Les négociations du Front commun et la grève du 28 mars n'ayant pas suffit à faire plier le gouvernement, les trois grandes centrales syndicales décrètent une grève générale illimitée le 11 avril 1972. Par mesure préventive, avant le début du débrayage, le gouvernement de Robert Bourassa met en place plusieurs injonctions limitant le droit de grève de 15 000 employés de l'État, essentiellement issus du milieu hospitalier[19]. Malgré les conséquences légales encourues (amendes ou encore peines de prison), les syndicats défient les injonctions gouvernementales par soucis de préserver le droit de grève du secteur public[20]. En dépit de nombreux piquetages, seuls 21 des 71 hôpitaux concernés par les mesures gouvernementales doivent être investis par la police afin de s'assurer qu'ils offrent les services essentiels, le reste des travailleurs décidant de retourner au travail[18]. Les employés d'Hydro-Québec, après délibérations, décident également de se dissocier du Front commun en mettant fin au débrayage. Plusieurs d'entre eux[21], au même titre que les enseignants membres de l'Alliance des professeurs[18], se voient toutefois contraints de ne pas travailler par les lignes de piquetage dressés par les employés des autres secteurs.

Le 18 avril 1972, soit une semaine après le début de la grève générale illimitée, le gouvernement du Québec propose une nouvelle offre au Front commun: une somme supplémentaire de 21 millions de dollars pour les travailleurs les moins bien rémunérés ainsi que des indemnités de licenciement pour les professeurs qui perdent leur emploi[22]. L'estimant insuffisante, les centrales syndicales refusent cette nouvelle offre, précipitant le conflit vers la loi spéciale du 21 avril 1972.

Bill 19 et emprisonnement des chefs syndicaux[modifier | modifier le code]

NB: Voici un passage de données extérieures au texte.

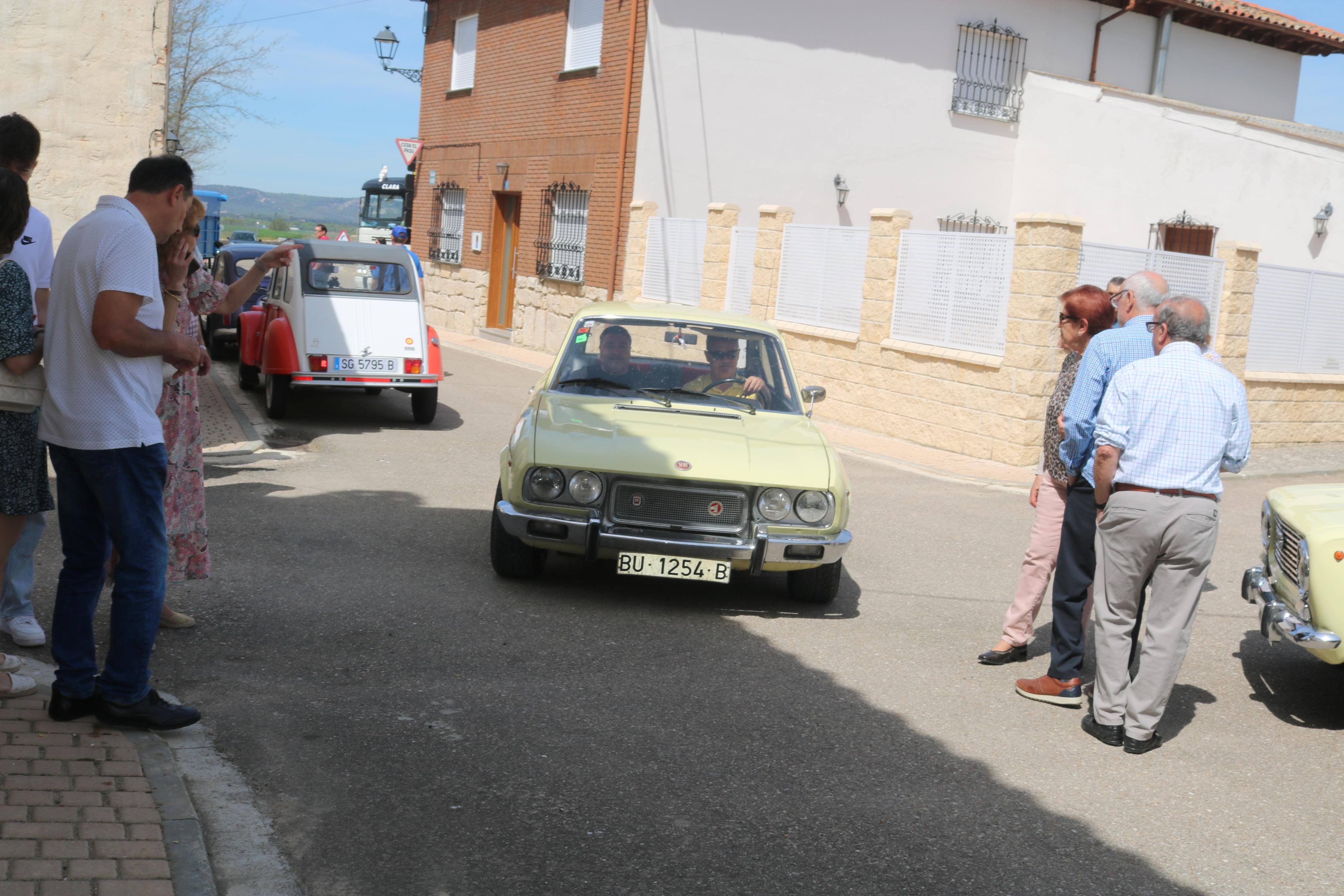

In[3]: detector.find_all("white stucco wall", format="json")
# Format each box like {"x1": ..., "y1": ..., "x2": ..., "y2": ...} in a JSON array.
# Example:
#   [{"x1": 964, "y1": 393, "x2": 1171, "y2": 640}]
[
  {"x1": 0, "y1": 0, "x2": 169, "y2": 239},
  {"x1": 1011, "y1": 74, "x2": 1344, "y2": 271},
  {"x1": 634, "y1": 0, "x2": 1301, "y2": 228}
]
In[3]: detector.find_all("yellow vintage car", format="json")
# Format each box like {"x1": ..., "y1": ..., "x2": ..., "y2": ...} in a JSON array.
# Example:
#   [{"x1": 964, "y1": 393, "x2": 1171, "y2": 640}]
[
  {"x1": 1242, "y1": 484, "x2": 1344, "y2": 665},
  {"x1": 491, "y1": 302, "x2": 851, "y2": 603}
]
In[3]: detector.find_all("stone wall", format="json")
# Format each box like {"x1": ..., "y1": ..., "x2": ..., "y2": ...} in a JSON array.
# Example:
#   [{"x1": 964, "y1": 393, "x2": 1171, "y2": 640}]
[{"x1": 8, "y1": 0, "x2": 169, "y2": 240}]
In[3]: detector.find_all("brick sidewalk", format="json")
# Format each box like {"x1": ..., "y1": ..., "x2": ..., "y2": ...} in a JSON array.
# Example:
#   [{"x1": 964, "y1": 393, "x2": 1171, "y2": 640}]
[{"x1": 0, "y1": 696, "x2": 174, "y2": 896}]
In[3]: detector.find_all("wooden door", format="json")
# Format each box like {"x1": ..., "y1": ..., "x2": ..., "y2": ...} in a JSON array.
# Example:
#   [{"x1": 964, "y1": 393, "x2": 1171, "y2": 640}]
[{"x1": 485, "y1": 193, "x2": 520, "y2": 329}]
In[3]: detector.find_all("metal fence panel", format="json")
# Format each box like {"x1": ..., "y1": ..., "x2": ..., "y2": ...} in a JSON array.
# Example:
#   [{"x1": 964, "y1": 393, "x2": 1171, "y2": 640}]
[
  {"x1": 643, "y1": 218, "x2": 708, "y2": 305},
  {"x1": 774, "y1": 224, "x2": 868, "y2": 333},
  {"x1": 891, "y1": 230, "x2": 1013, "y2": 355},
  {"x1": 723, "y1": 227, "x2": 758, "y2": 314}
]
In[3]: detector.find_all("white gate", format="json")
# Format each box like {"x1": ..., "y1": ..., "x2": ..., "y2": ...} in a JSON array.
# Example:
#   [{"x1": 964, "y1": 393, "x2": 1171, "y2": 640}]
[
  {"x1": 1246, "y1": 265, "x2": 1344, "y2": 373},
  {"x1": 774, "y1": 224, "x2": 868, "y2": 333},
  {"x1": 1078, "y1": 243, "x2": 1224, "y2": 342},
  {"x1": 723, "y1": 227, "x2": 757, "y2": 314},
  {"x1": 643, "y1": 218, "x2": 708, "y2": 305},
  {"x1": 891, "y1": 230, "x2": 1015, "y2": 355}
]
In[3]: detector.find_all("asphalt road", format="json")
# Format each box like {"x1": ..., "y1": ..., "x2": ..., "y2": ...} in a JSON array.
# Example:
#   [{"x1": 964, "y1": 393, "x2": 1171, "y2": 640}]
[{"x1": 21, "y1": 349, "x2": 1344, "y2": 896}]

Dix jours après le déclenchement de la grève générale illimitée, le gouvernement du Québec promulgue une loi forçant un retour au travail: le Bill 19 du 21 avril 1972. Les principaux éléments de cette loi spéciale peuvent se résumer ainsi: l'obligation pour les travailleurs de cesser la grève le 23 avril à minuit, la convocation de la Commission parlementaire de la fonction publique, la possibilité pour le gouvernement de fixer les conditions de travail par décret si aucune entente n'est trouvée avant le 1er juin et la mise en place de sévères amendes pour les travailleurs et les organisations qui ne respecteraient pas la loi[23]. Le Conseil de coordination du Front commun se réunit le jour du dépôt du projet de loi et, sous l'initiative du Comité exécutif, décide de ne pas respecter le projet de loi 19 et organise un référendum auprès des membres des trois grandes centrales syndicales afin d'avoir leur avis sur le sujet[24]. Le soir même, le 21 avril, le vote est clair: les membres des trois grandes organisations soutiennent le non-respect du projet de loi spéciale[25]. Toutefois, vu le faible taux de participation au référendum (il n'y a eu qu'une journée pour l'organiser), les risques légaux encourus et le peu de temps disponible pour organiser la mobilisation, le Conseil de coordination du Front commun vote à la quasi-unanimité le respect du Bill 19[25].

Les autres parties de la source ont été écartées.